Moreover, high omega-3 increases the volume of the brain in certain structures. Although these findings are strictly correlational, it is promising. In a different study2, researchers found that healthy older adults taking 500mg of DHA and 200 mg of EPA did not cause a significant change in cognitive function.

But other studies3 found that adults with depression taking medication experience a boost in their moods while taking omega-3 supplements.
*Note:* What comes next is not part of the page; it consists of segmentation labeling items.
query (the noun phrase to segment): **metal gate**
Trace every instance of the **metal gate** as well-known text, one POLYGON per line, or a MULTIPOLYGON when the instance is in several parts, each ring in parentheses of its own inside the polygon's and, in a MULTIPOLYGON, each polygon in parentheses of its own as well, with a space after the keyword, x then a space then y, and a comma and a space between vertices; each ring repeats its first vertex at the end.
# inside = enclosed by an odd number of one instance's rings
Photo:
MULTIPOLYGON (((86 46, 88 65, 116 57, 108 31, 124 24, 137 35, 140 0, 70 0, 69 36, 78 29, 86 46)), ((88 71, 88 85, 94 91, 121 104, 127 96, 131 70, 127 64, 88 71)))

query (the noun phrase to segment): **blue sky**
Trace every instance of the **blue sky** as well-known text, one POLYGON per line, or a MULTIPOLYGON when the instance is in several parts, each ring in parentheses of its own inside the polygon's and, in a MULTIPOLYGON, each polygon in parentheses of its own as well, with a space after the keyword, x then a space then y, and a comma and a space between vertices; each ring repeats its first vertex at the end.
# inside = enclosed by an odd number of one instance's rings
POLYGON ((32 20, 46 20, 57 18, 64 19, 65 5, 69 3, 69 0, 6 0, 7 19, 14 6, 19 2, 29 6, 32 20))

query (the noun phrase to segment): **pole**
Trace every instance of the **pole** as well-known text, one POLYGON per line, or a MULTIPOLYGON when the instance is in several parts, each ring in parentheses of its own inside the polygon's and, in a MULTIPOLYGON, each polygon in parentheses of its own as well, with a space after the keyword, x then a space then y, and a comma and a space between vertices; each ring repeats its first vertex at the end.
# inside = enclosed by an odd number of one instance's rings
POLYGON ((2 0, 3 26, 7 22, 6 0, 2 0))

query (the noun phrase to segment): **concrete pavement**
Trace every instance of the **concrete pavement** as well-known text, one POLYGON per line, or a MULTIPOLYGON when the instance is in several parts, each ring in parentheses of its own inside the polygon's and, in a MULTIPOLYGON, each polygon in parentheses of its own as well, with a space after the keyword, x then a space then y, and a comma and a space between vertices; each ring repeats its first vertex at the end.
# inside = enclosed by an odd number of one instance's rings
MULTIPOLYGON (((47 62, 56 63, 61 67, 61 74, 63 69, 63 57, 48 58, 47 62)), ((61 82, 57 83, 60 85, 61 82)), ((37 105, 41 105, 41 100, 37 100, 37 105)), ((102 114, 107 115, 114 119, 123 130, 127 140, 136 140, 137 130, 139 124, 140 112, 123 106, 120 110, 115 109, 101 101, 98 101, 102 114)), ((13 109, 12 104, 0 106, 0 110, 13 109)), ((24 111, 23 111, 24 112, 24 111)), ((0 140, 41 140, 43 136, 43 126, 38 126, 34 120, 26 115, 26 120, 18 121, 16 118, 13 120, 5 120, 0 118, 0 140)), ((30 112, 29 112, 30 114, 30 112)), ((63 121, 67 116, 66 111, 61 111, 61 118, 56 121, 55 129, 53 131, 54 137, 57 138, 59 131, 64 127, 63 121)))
In another study4, researchers found that adults with age 55 and older were 60% less like to develop dementia when consuming lots of fish.

Furthermore, these adults were 70% less likely to develop Alzheimer’s disease with their diet include lots of fish. Hence, it may seem that omega-3 is best consumed with the foods rich in omega-3 fatty acids than supplementation.

Of course, we can’t deny that in some instances, omega-3 supplementation can be effective particularly those adults with depression taking medication.

Best Sources of Omega-3 Fatty Acid

If you can eat it, do it. Although you can take omega-3 supplements, don’t rely on it alone. Hence, eat a wide variety of foods that contain omega-3 fatty acids.

You can still take supplements along with a healthy diet. Among the best sources of omega-3 fatty acids are fish oil and krill oil. Eggs particularly the yolk contains omega-3, as well.

Moreover, certain plants are also good sources of omega-3 such as fruits and vegetables.

For vegans, there is no need to worry about plant-based sources of omega-3. There are plenty of them.